Call it Taxmageddon, a fiscal cliff or just a nightmare, the impending 2013 tax rates increase could turn out to be a disaster for taxpayers. As it stands, there are several tax cuts set to expire at the end of this year. All of which could impact your income and the economy.
The economic impact of major tax hikes should be enough for Congress to act. But that’s not all. There are also impending spending cuts going into effect on Jan 1.
What will most likely become a key part of the election debate, the 2013 tax rates won’t be dealt with until December. This leaves a gaping void for taxpayers and businesses on how to proceed for the rest of the year.
This is why it’s never too early to look at potential tax changes. It might save you money later. Of course, to do that, we need to look at the potential 2013 tax rates.
The 2013 federal income tax brackets were finalized with the signing of the American Taxpayer Relief Act.
The Possible 2013 Tax Rates
Back in 2010, the Bush tax cuts were extended for two years. These expiring tax cuts will increase the income tax, long-term capital gains tax, and qualified dividends tax.
When we compare the possible 2013 tax rates to the 2012 tax rates it doesn’t look good. These increases will have the biggest impact on your income and might just change how you investment going into next year.
2012 Tax Rates | 2013 Tax Rates | 2012 Long Term Capital Gains Tax | 2013 Long Term Capital Gains Tax | 2012 Qualified Dividend Tax | 2013 Qualified Dividend Tax |
10% | 15% | 0% | 10% | 0% | 15% |
15% | 15% | 0% | 10% | 0% | 15% |
25% | 28% | 15% | 20% | 15% | 28% |
28% | 31% | 15% | 20% | 15% | 31% |
33% | 36% | 15% | 20% | 15% | 36% |
35% | 39.6% | 15% | 20% | 15% | 39.6% |
Other Expiring Tax Policies
The payroll tax cuts will also expire at the end of the year. This amounted to a 2% reduction in the payroll tax that funds Social Security. The reduction gave a small boost to employee paychecks for the past two years and helped bolster a slowly growing economy.
There are several other tax policies set to expire or take effect in 2013. Those include:
- American Opportunity Tax Credit expires
- Child Tax Credit reduced from $1,000 to $500 per child
- Reduction in marriage penalty expires
- Alternative Minimum Tax patch expires
- Estate tax increase
- 100% business expensing expires
- New health care taxes take effect
When you add it all up, the total tax increase amounts to about $500 billion. Which should make a good dent in the economy for at least the first half of 2013. If the markets haven’t started forecasting this, it will. It’s just another reason to review your investments early and get a little defensive.
The Economic Impact
The reality is $500 billion may not sound like a lot when we compare it to the U.S. economy. It amounts to about 3.4% of the entire U.S. GDP. To put that in perspective, early economic growth estimates for 2013 fall between 2% and 3%. Simply put, the 2013 tax rates increase could wipe out about a years worth of economic growth.

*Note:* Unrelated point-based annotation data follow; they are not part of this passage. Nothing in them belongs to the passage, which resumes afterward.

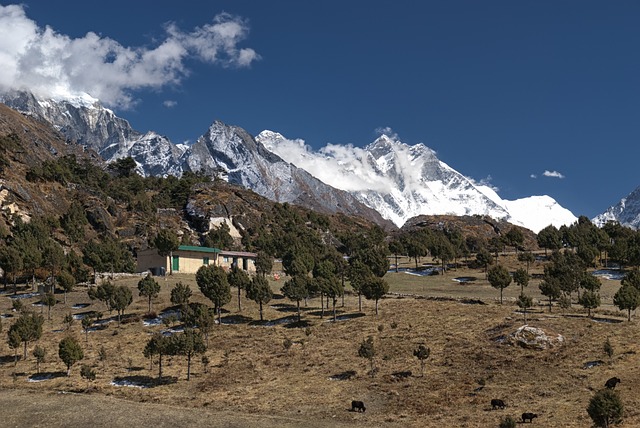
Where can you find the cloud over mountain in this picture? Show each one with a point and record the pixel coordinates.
(55, 65)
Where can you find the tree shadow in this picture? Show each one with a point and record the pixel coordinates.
(236, 319)
(43, 376)
(345, 375)
(298, 324)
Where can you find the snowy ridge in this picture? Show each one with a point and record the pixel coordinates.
(387, 179)
(626, 212)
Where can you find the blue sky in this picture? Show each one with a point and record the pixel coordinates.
(501, 90)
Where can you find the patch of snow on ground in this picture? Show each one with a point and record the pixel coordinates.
(40, 377)
(158, 320)
(127, 383)
(23, 296)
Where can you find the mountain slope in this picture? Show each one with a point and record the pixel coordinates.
(387, 181)
(626, 212)
(233, 154)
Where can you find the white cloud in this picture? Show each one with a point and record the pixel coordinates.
(342, 166)
(54, 65)
(552, 174)
(487, 183)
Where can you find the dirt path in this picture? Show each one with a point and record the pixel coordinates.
(44, 409)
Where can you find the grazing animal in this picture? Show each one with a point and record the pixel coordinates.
(357, 406)
(496, 403)
(611, 383)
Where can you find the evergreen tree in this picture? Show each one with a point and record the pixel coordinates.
(367, 350)
(104, 293)
(158, 345)
(551, 289)
(180, 294)
(166, 241)
(49, 300)
(260, 292)
(589, 300)
(263, 263)
(39, 354)
(11, 263)
(526, 257)
(499, 278)
(549, 238)
(213, 283)
(374, 289)
(122, 298)
(484, 259)
(521, 277)
(605, 408)
(67, 282)
(422, 353)
(525, 302)
(296, 289)
(189, 343)
(239, 279)
(397, 248)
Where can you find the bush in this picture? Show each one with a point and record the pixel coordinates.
(605, 408)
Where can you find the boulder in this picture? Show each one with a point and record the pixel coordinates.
(534, 338)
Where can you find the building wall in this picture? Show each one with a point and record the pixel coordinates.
(244, 262)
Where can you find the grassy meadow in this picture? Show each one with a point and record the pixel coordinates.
(283, 374)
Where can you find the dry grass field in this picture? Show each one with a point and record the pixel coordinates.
(253, 380)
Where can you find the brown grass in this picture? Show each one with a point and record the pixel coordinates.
(254, 381)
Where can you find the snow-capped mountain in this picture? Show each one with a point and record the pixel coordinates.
(226, 152)
(385, 180)
(402, 181)
(626, 212)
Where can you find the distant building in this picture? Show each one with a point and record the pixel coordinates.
(188, 259)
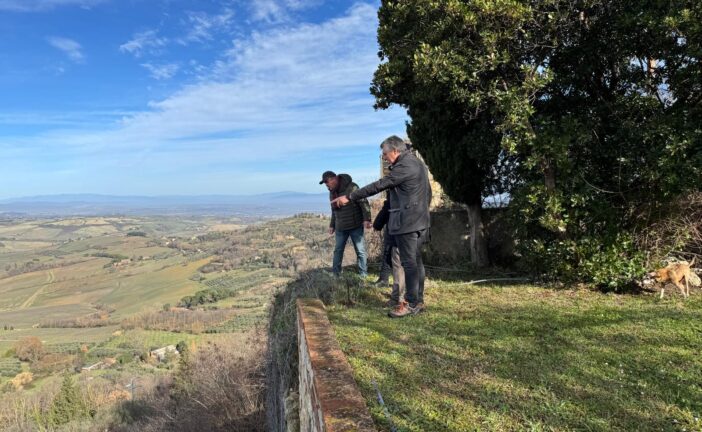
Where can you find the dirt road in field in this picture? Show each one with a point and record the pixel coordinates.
(49, 280)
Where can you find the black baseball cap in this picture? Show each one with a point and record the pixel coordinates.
(327, 175)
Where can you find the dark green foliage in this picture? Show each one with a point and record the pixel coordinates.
(68, 404)
(596, 107)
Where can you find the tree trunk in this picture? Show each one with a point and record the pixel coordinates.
(478, 241)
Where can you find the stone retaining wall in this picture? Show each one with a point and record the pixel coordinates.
(329, 398)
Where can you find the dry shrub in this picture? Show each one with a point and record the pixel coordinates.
(678, 233)
(218, 387)
(29, 349)
(54, 363)
(21, 380)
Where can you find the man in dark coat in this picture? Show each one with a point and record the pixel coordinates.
(391, 257)
(348, 221)
(409, 192)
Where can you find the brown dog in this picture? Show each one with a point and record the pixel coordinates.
(675, 273)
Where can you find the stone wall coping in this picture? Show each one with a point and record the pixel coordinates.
(342, 406)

There are bigger implications, though. The tax hike will eventually trickle down to affect job hiring, personal and corporate spending, and a slew of other economic indicators that could all turn south. All signs point to a stagnant 2013 economy that could bleed into 2014. And Congress understands this. At least they say they do.
Of course, the fiscal cliff does have its benefits. Letting all the tax cuts expire will provide a nice windfall for the government and help cut the deficit considerably over the next decade. This doesn’t take into consideration any Budget Control Act spending cuts that are set to automatically kick in at the start of 2013. Which will just add fuel to the fire.
By Congress not acting, it puts the markets on the defensive. Even though the basic belief is that something will be done by December, we’re still stuck in limbo by an inactive Congress until something is done.
While we wait to hear the final results for the 2013 tax rates, it’s always good to have a Plan B. A few options might include setting a lower U.S. equity allocation, slowly moving into more tax advantaged assets, or just being more conservative with your investments until the 2013 tax rates are finalized. Regardless, being ready for any possible tax changes early can save you the headache of dealing with it later.